Vivo por ella
Como bien predijo Dylan, el viernes por la tarde la camisa no me llega al cuerpo.
Voy al mercado con la Tata y Preciosa y no encuentro nada de lo que mi madre me dijo cuando la llamé por teléfono para pedirle auxilio con la comida. Pero no dispuesta a rendirme, compro garbanzos. No son lechosos, como ella me dijo, pero garbanzos son. Compro un pescado que me han dicho que es parecido al bienmesabe y solomillo de carne para hacer el guiso de mi abuela Nira.
Después, vamos a comprarle ropa a Preciosa. La niña disfruta viniendo con nosotras y nosotras disfrutamos aún más con ella. Se la ve feliz y no se suelta en ningún momento de nuestra mano. Cuando le ponemos un vestido de raso celeste, nos dedica una maravillosa sonrisa. Sin duda alguna, su nueva vida le gusta.
Cuando llegamos a la cocina de la casa, no sé por dónde empezar. Cojo los garbanzos y los echo en agua para cocinarlos al día siguiente, el pescado lo pongo a macerar en un aliño de agua, vinagre y especias que huele fatal. Y meto la carne en el frigorífico.
Elsa ya no está en la casa. Sé que han hablado con ella y el sucio juego se le acabó. Según me dijo Dylan, no puso objeciones a nada y renunció a la custodia de la niña por una módica cantidad. Menudo asco de tía. No le deseo nada malo, pero tampoco nada bueno.

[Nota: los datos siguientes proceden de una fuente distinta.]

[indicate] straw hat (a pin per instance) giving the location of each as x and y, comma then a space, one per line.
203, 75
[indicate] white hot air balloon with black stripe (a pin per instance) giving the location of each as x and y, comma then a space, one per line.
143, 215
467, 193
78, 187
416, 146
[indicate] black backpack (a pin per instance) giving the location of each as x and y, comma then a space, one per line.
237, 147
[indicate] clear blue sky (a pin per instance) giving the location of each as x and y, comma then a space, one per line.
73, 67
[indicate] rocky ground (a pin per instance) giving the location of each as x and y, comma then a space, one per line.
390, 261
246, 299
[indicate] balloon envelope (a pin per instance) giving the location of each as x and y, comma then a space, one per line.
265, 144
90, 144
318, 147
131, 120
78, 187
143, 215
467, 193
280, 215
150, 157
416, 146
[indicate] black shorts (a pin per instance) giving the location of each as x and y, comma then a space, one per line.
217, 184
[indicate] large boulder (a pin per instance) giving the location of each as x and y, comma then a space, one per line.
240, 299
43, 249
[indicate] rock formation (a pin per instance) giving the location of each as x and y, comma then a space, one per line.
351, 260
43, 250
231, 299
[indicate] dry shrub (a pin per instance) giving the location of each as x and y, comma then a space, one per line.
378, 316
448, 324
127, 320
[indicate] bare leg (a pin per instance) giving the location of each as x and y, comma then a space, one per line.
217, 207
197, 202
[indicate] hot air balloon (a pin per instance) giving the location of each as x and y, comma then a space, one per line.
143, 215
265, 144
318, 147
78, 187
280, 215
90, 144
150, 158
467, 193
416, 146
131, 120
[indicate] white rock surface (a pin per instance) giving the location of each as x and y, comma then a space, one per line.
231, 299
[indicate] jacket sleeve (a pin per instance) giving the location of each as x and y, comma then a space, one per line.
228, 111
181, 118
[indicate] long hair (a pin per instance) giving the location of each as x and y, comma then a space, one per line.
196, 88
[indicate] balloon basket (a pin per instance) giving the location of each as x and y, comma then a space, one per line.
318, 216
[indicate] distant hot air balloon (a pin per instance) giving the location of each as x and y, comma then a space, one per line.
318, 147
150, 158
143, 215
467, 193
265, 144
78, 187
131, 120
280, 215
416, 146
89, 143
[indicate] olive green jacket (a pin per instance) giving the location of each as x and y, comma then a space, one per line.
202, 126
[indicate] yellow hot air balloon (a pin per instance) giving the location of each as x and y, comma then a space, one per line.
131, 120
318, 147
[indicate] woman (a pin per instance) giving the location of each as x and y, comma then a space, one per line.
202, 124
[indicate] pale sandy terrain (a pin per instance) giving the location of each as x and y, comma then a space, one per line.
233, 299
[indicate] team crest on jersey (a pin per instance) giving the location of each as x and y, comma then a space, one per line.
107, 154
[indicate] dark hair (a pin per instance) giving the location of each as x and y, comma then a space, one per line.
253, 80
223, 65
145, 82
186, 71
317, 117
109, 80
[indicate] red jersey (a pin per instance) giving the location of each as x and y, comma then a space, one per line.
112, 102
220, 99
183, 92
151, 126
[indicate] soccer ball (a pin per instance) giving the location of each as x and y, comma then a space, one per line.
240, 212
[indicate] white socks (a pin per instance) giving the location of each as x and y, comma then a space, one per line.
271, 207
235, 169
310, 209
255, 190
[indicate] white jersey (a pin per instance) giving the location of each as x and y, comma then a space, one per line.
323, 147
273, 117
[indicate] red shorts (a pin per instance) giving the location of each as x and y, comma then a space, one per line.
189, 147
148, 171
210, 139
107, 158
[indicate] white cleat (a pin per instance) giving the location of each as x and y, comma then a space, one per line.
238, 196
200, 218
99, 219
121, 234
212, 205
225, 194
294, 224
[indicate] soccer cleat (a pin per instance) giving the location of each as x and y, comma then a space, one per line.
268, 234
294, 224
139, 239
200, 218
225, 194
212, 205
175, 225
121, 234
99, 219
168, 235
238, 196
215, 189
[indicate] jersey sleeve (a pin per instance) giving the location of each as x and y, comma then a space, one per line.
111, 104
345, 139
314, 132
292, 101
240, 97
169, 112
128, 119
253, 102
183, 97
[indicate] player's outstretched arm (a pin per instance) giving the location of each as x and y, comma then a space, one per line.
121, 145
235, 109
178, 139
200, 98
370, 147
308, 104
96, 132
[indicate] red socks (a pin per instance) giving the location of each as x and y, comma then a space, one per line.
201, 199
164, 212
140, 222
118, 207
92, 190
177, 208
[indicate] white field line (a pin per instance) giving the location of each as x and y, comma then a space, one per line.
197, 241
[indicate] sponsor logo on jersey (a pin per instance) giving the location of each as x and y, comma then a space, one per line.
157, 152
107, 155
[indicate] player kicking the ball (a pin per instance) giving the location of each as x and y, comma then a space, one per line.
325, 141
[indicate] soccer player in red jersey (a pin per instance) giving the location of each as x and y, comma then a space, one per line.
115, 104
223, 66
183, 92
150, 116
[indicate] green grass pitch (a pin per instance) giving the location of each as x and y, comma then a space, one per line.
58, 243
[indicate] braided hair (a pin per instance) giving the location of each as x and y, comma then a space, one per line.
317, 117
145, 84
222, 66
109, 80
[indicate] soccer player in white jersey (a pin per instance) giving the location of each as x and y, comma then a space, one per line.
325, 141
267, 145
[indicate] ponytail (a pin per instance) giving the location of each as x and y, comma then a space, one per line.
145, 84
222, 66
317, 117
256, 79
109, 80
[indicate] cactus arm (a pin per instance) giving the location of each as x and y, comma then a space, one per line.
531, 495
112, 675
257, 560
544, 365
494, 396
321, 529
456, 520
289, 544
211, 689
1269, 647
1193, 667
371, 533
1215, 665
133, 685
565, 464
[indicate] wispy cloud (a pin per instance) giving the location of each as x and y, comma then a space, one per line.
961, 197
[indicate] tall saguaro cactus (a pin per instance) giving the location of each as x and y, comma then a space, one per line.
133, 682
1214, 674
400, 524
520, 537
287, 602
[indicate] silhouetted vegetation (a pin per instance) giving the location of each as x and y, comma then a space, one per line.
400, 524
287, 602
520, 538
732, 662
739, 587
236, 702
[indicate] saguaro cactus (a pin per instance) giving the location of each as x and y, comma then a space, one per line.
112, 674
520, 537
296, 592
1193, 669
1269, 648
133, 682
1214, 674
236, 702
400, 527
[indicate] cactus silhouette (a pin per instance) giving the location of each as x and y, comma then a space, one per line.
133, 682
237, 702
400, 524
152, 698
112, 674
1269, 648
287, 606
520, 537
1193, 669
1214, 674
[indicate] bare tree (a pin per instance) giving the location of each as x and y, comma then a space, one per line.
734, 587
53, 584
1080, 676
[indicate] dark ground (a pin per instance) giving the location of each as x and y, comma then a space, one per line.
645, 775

La Tata me mira con curiosidad, seguramente pensando si seré capaz de preparar lo que me he propuesto. Por mi parte, finjo tanta seguridad que hasta yo me lo creo.
El sábado por la mañana, cuando me levanto, estoy de los nervios y le digo a la nueva cocinera que salga de la cocina hasta que yo termine. Aquí hoy mando yo.
Cuando consigo que la Tata y ella se vayan, casi me tiro de los pelos. Pero ¿qué estoy haciendo?
En la olla exprés, meto los garbanzos, tocino, pollo, puntas de jamón y chorizo. Según mi madre, cuando el pitorro comience a dar vueltas a gran velocidad, cuento tres cuartos de hora y ya estará listo.
Lo pongo al fuego y en ese momento se abre la puerta: es Dylan con Tito y dos hombres que rápidamente supongo que son sus tíos.
Tito me abraza y me presenta a sus hermanos Héctor y Joaquín, que son dos encantos. Los tres hombres se interesan por mí. Me preguntan cómo me encuentro en la isla y, divertidos, se mofan del Ogro. Evito reírme a carcajadas ante sus comentarios, pero al ver que Dylan lo hace, no me corto y me río yo también.
Tito, que me conoce desde hace más tiempo, me dice al oído:
—Me han dicho que has puesto la vida del Ogro patas arriba y que lo estás haciendo muy bien. Enhorabuena, Van Der Vall.
Eso me hace reír. Entonces, Héctor, mirando las cosas que tengo sobre la encimera, comenta:
—Nos ha dicho Anselmo que nos vas a deleitar con comida española.
Asiento y miro a Dylan y al ver que se ríe, tengo ganas de matarlo, pero respondo:
—¡En ello estoy!
Cuando se van de la cocina, me echo a temblar justo en el momento en que el pitorro de la olla exprés comienza a dar vueltas. Miro el reloj. A partir de ahora, cuarenta y cinco minutos.
Troceo la carne, la sofrío, echo agua y un par de pastillas de caldo como mi madre me ha dicho. Lo pongo a cocer. Una vez tengo eso también al fuego, comienzo a pelar las patatas. Voy a hacer tres tortillas de patata, que me salen de lujo. Las troceo, las frío a fuego lento con la cebollita, bato los huevos y, cuando las patatas están, las saco y tras mezclarlas con el huevo, cuajo las tortillas.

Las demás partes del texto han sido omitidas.